In 2022, the Court had put the lower court’s order that Alabama redraw the map for the election on pause, and did so through the shadow docket, without explaining its reasoning. While the shadow docket was once reserved for matters that require unusually quick Court action, the conservative-dominated bench has grown increasingly comfortable using it to quietly overturn precedent and hand down momentous decisions.
Both Chief Justice John Roberts and Elena Kagan wrote in dissent at the time.
“The District Court’s analysis should therefore control the upcoming election,” Roberts wrote. “The practical effect of this approach would be that the 2022 election would take place in accord with the judgment of the District Court, but subsequent elections would be governed by this Court’s decision on review.”
Justice Brett Kavanaugh, part of the majority, snapped back that the stay was not a ruling on the merits, and merely to preserve order before the election (order that he himself found in Thursday’s ruling to have massively disenfranchised Black voters).
By issuing that unnecessary stay rather than letting the lower court’s order that Alabama redraw its maps proceed, the Supreme Court effectively axed a seat in the House of Representatives that almost certainly would have gone to the Democrats.
And the effect of their silent ruling likely touched other states — and other seats — as well.
“Similar litigation in Georgia and Louisiana — where lower court judges said they thought the VRA was probably violated but stayed their own opinions following the signal of the Supreme Court in Milligan — would likely have produced at least one more minority-opportunity district that would have elected a Democrat,” Doug Spencer, an associate professor of law and election law expert at the University of Colorado, told TPM.
Elections for those seats alone likely wouldn’t have been enough to swing the House, barring further ripple effects. But, as Spencer pointed out, they would have had “implications for the already challenging election of Kevin McCarthy, and his fragile coalition which would be even weaker.”
The McCarthy-led Republican majority controls the House by just a handful of seats — 222 to Democrats’ 212 — complicating the speaker’s efforts to get a majority of Republicans to follow his lead on votes and even on questions of strategy.
Thursday’s decision will also almost certainly have a significant effect on the 2024 elections, when Democrats will battle to overcome Republicans’ slim majority and take back the chamber. Some of that stems from ongoing litigation.
“I imagine that Democrats might pick up five to six seats max from litigation in Georgia, Louisiana, and Texas,” Spencer calculated.

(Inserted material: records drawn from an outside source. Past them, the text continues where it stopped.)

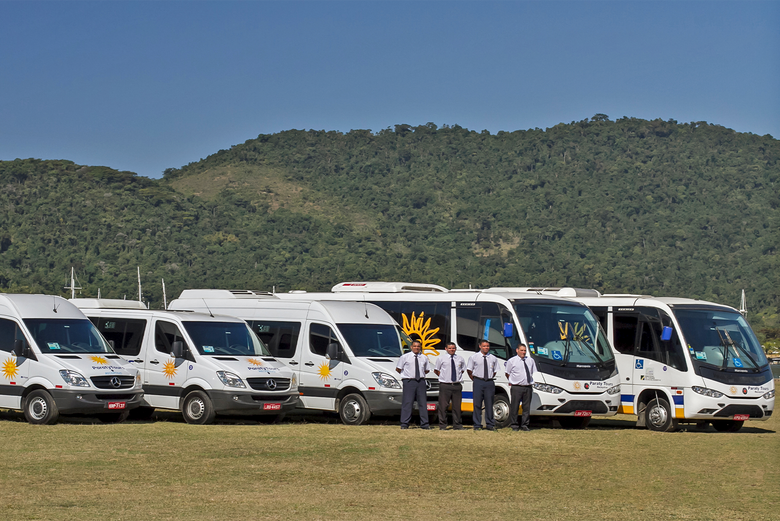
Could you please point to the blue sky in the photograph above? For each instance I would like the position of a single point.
(144, 86)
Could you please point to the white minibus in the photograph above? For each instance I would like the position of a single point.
(54, 361)
(577, 375)
(343, 353)
(199, 364)
(682, 360)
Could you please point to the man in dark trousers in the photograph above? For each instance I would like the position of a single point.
(449, 368)
(413, 366)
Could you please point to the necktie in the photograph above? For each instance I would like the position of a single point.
(453, 373)
(527, 372)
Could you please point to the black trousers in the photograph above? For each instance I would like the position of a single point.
(414, 390)
(447, 393)
(520, 394)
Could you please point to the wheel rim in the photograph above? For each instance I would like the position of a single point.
(38, 408)
(658, 416)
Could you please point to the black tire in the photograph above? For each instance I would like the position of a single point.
(198, 409)
(659, 416)
(113, 417)
(40, 408)
(501, 411)
(353, 410)
(727, 425)
(574, 422)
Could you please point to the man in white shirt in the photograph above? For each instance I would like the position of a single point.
(482, 368)
(519, 372)
(413, 366)
(449, 368)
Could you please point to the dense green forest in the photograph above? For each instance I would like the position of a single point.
(654, 207)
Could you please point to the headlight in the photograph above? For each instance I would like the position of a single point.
(707, 392)
(548, 388)
(385, 380)
(230, 379)
(74, 378)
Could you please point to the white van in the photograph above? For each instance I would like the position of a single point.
(344, 353)
(199, 364)
(54, 361)
(682, 360)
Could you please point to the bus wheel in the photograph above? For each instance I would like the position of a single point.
(198, 409)
(658, 416)
(501, 411)
(40, 409)
(727, 425)
(353, 410)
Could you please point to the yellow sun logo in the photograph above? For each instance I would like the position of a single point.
(323, 371)
(416, 326)
(9, 368)
(169, 369)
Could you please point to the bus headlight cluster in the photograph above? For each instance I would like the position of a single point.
(548, 388)
(73, 378)
(707, 392)
(385, 380)
(230, 379)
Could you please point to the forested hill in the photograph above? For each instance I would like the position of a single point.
(621, 206)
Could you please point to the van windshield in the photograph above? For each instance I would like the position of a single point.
(225, 338)
(66, 336)
(372, 339)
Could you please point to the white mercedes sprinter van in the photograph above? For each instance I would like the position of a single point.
(199, 364)
(53, 361)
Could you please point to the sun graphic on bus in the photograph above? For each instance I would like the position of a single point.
(9, 368)
(169, 369)
(416, 326)
(323, 371)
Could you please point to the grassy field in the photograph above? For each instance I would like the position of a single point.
(315, 468)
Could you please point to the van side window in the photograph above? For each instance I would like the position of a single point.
(320, 336)
(9, 332)
(165, 334)
(125, 333)
(281, 338)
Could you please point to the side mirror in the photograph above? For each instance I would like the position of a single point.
(177, 349)
(666, 334)
(509, 330)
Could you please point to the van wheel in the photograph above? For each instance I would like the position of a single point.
(727, 425)
(658, 416)
(40, 409)
(501, 411)
(353, 410)
(198, 408)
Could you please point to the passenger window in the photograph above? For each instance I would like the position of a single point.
(319, 337)
(165, 334)
(280, 337)
(126, 334)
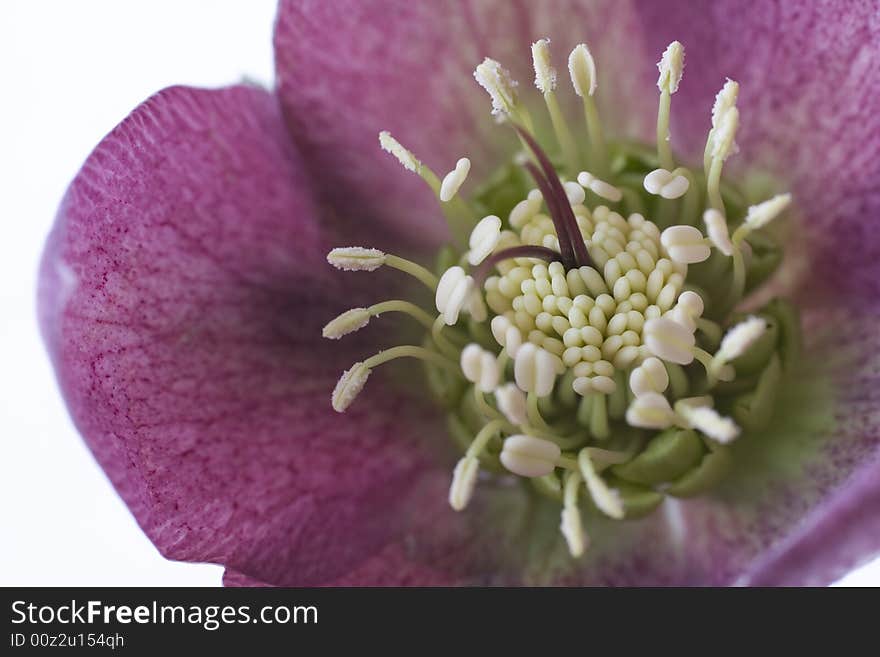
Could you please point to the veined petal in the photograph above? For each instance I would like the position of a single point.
(350, 68)
(182, 293)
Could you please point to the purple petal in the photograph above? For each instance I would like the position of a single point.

The Cook Political Report’s Dave Wasserman tweeted that among the five seats the organization is now shifting bluer, two formerly solid Republican seats will likely end up being solid Democratic ones.
Democracy Docket, a Democratic-aligned website that tracks redistricting cases, found that Thursday’s decision will affect redistricting cases in Alabama, Arkansas, Georgia, Kansas, Louisiana, Michigan, Mississippi, North Dakota, Texas and Washington — though the states Spencer tallied plus Alabama will likely have the most direct effect on congressional seats.

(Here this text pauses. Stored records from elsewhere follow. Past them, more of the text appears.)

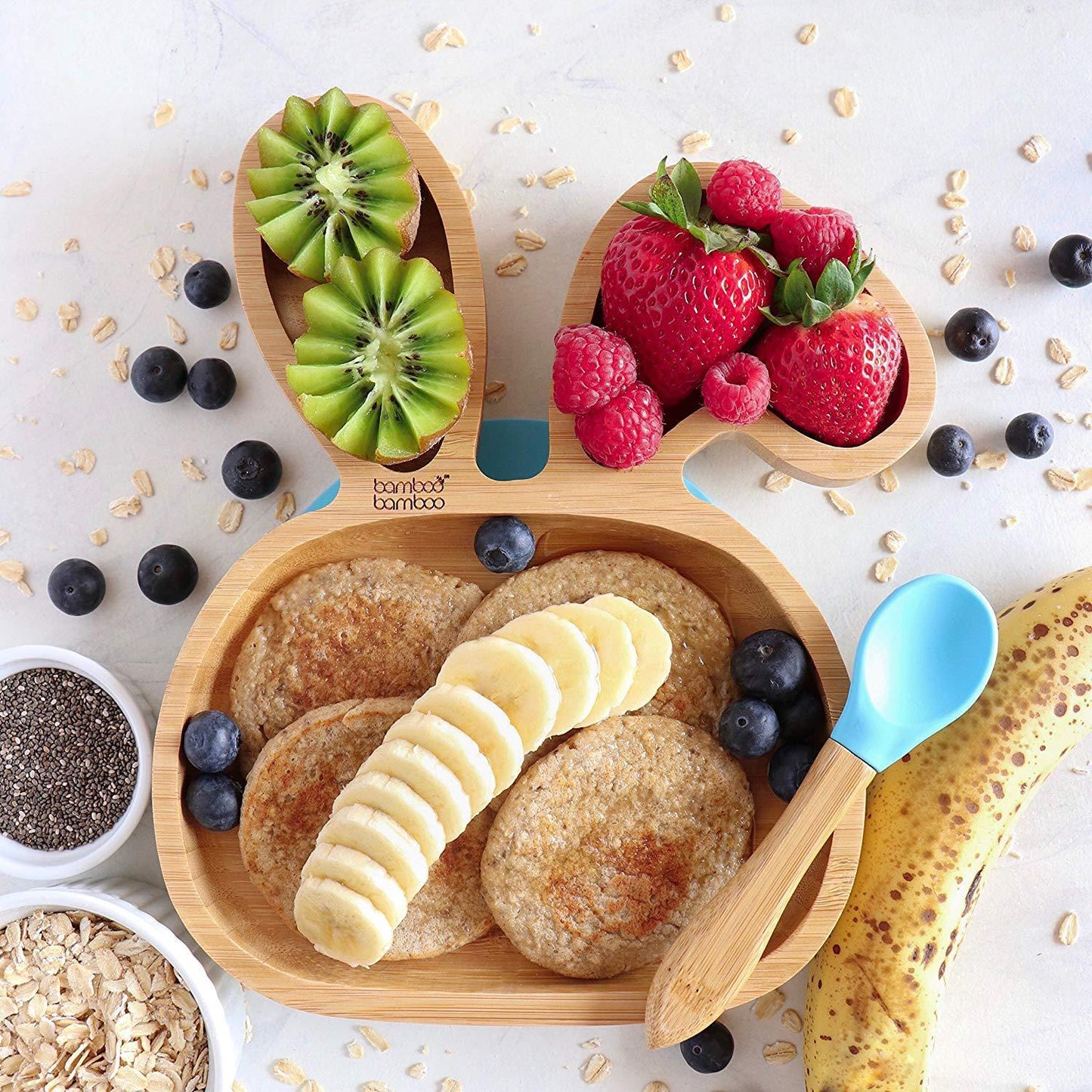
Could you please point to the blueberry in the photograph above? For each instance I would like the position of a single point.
(505, 544)
(710, 1050)
(749, 729)
(252, 470)
(76, 586)
(789, 765)
(1072, 261)
(972, 333)
(206, 284)
(1029, 436)
(802, 716)
(950, 451)
(770, 664)
(214, 800)
(211, 741)
(159, 375)
(167, 574)
(211, 383)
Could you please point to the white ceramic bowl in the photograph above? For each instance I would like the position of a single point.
(147, 912)
(48, 866)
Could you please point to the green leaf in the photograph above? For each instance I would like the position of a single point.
(688, 184)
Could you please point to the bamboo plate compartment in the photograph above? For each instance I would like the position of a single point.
(574, 505)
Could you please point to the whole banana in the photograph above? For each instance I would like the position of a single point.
(936, 821)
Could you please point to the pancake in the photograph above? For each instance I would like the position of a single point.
(366, 628)
(611, 844)
(289, 795)
(699, 686)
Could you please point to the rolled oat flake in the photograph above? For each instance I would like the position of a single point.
(68, 759)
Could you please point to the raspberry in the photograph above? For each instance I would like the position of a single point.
(591, 366)
(736, 390)
(744, 193)
(816, 235)
(626, 432)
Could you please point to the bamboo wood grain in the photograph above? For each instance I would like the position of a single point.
(713, 957)
(574, 505)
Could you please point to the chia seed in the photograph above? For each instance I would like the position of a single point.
(68, 759)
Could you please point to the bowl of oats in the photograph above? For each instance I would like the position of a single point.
(76, 763)
(107, 996)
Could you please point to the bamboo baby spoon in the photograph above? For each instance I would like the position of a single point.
(923, 660)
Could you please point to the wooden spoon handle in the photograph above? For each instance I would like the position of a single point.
(713, 957)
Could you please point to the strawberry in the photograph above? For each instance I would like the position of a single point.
(834, 354)
(682, 289)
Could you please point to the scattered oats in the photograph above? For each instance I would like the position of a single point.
(769, 1005)
(846, 103)
(841, 503)
(163, 114)
(287, 1072)
(1035, 149)
(104, 329)
(1058, 351)
(883, 569)
(191, 470)
(1068, 928)
(228, 336)
(119, 363)
(230, 517)
(1005, 372)
(1072, 376)
(428, 114)
(125, 507)
(792, 1020)
(957, 268)
(595, 1069)
(680, 59)
(378, 1041)
(511, 264)
(893, 542)
(1023, 237)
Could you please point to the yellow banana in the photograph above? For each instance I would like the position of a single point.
(936, 821)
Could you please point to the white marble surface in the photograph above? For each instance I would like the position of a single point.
(942, 86)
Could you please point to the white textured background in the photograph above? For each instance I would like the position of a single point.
(942, 86)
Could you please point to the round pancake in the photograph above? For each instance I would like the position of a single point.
(289, 795)
(611, 844)
(366, 628)
(699, 686)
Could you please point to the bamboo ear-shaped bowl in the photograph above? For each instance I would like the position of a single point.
(429, 517)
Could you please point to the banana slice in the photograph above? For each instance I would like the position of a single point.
(453, 748)
(653, 645)
(360, 874)
(510, 676)
(380, 838)
(342, 924)
(428, 778)
(484, 722)
(407, 809)
(571, 657)
(611, 639)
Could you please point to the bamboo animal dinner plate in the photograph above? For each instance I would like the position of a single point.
(428, 515)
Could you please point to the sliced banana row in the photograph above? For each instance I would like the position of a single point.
(463, 741)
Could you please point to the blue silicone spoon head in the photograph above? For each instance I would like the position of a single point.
(922, 662)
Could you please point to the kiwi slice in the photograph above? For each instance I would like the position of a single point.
(336, 179)
(383, 368)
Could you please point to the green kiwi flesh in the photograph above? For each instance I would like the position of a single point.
(336, 179)
(383, 368)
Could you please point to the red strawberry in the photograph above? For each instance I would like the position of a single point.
(682, 291)
(834, 355)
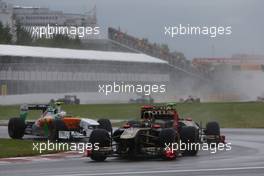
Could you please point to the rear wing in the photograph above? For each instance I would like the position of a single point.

In a chamber currently governed by a handful of votes, flipping control of five or six seats could mean a significant Democratic advantage (or, more accurately, unraveling a manufactured Republican advantage).
And the ramifications go even beyond congressional majorities.
As Spencer points out, the decision will also affect state legislative districts, which have become all the more critical with a potentially significant, looming Supreme Court case — Moore v. Harper — yet to be decided.
“This might become especially important if the Supreme Court agrees with the Independent State Legislative Theory that pushes more authority to state legislatures in this space,” he said.
The Independent State Legislature Theory is a right-wing concoction that would give state legislatures absolute power to administer federal elections — to the exclusion of state courts, state constitutions and governors’ vetoes. While state-level elections traditionally engender low turnout and little attention, the political makeup of the chambers would be more important than ever under the theory.
The Court’s decision on Moore v. Harper and the Independent State Legislature Theory continues to hover in limbo after the newly-Republican North Carolina Supreme Court overturned its one-year-old decision on the state’s maps, potentially mooting the underlying case. The Supreme Court has twice asked for additional briefing on how it should proceed with the case, but has yet to act on that guidance.